While EPA’s history of inaction remains a sore subject, the crackdown on PFAS has sparked optimism.

“I will say that [current EPA leadership] have exhibited a stronger will to control PFAS and drinking water contaminants than their predecessors have for many years,” said NRDC’s Olson.

Even within the broader PFAS family of more than 10,000 compounds, however, future regulations remain an open question — although advocates agree those chemicals would be a more likely target due to ongoing national monitoring efforts.

If the agency does launch a broader campaign beyond PFAS, however, there could be a number of candidates. Some lawmakers have also pushed for a crackdown on microplastics, while a separate contender is 1,4-Dioxane, a compound used in products like shampoos and cleaning items. EPA considers the chemical to be a likely human carcinogen, and it is currently under TSCA assessment.

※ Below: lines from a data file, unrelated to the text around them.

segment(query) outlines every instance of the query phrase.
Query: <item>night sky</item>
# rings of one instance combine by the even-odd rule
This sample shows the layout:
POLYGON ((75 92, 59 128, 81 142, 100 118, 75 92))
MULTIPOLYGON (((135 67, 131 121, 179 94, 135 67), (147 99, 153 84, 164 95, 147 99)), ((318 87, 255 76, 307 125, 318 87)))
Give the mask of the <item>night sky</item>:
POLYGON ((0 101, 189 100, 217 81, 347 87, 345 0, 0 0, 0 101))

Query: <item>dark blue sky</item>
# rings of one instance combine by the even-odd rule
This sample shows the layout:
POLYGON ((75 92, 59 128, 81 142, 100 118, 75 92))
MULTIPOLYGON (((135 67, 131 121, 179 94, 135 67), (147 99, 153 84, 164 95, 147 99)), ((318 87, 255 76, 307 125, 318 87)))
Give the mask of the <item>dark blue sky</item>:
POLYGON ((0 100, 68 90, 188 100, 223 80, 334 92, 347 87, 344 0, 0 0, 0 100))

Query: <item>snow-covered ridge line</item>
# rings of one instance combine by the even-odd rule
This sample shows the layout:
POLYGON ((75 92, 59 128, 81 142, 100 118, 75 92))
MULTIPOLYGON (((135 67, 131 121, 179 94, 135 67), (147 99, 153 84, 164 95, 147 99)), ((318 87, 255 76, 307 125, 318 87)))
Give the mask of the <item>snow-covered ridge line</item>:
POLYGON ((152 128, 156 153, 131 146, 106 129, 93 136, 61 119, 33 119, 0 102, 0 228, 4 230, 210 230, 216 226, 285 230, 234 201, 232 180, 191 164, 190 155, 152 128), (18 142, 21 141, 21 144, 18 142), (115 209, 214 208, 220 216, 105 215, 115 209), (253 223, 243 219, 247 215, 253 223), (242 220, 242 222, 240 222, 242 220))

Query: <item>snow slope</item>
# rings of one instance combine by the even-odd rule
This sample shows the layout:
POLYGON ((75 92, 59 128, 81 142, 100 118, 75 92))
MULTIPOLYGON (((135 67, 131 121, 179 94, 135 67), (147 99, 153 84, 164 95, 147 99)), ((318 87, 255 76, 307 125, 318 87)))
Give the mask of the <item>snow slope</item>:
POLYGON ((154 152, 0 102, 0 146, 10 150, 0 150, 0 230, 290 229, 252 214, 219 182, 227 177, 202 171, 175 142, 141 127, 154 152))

Also on the radar is lead, the neurotoxic heavy metal that has haunted cities like Flint, Mich. EPA plans to release a new draft of its lead and copper rule this fall, which could see stricter standards imposed. Utilities must currently take action after 10 percent of water samples exceed lead by 15 parts per billion, even though health experts agree that the only safe amount of lead exposure is none.

Water utilities say addressing lead is among their top focuses alongside PFAS. Kail of AWWA offered that the new rule will introduce a number of hurdles for water systems and that costs for lead service line replacement nationally could exceed $60 billion. Meeting the requirements of the rule will be “challenging, but achievable,” Kail added, while cautioning that further revisions from EPA will be closely analyzed by AWWA’s members.

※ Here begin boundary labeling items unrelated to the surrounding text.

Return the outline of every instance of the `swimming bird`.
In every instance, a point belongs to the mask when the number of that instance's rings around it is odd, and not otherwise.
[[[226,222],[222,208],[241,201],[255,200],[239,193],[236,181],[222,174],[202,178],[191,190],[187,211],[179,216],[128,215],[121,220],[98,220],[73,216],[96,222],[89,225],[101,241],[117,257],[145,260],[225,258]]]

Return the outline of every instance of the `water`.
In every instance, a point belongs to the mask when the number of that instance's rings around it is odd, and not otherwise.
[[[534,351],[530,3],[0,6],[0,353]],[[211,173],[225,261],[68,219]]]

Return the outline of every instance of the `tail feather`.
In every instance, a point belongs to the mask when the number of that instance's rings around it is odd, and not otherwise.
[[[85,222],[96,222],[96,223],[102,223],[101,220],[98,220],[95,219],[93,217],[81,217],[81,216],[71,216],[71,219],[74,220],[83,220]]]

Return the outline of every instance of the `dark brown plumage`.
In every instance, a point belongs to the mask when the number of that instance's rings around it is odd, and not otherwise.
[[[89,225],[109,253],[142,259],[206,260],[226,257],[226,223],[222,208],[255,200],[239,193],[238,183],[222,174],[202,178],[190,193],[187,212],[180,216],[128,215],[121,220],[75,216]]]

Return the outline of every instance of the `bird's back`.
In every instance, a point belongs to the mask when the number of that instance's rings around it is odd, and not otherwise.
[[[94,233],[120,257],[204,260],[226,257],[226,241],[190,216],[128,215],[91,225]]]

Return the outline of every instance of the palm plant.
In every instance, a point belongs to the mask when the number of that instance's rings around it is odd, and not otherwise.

Levin, the former EPA staffer, has spent much of her career focused on lead. She noted the long-term costs associated with exposure, which go beyond its implications for children and include cardiovascular and reproductive impacts in adults. A recent study co-authored by Levin found that EPA has dramatically undervalued the payoffs from cutting lead levels in drinking water, which would yield a minimum of $9 billion annually in benefits per that analysis.

“Those benefits are many times the costs,” Levin said, while adding that until officials underscore the benefits of a crackdown, it will be hard to justify the costs to the public.

Advocates said that regulators broadly should take a protective approach to all drinking water contaminants. “Drinking water is important,” underscored Benesh of EWG. “It should be clean, and it’s not as clean as most Americans assume it is.”

She noted that statutory challenges will remain a reality that the government has to work with. Ultimately, however, she said regulators have the power to take action, and they should do so.

“EPA needs to move more aggressively,” Benesh concluded.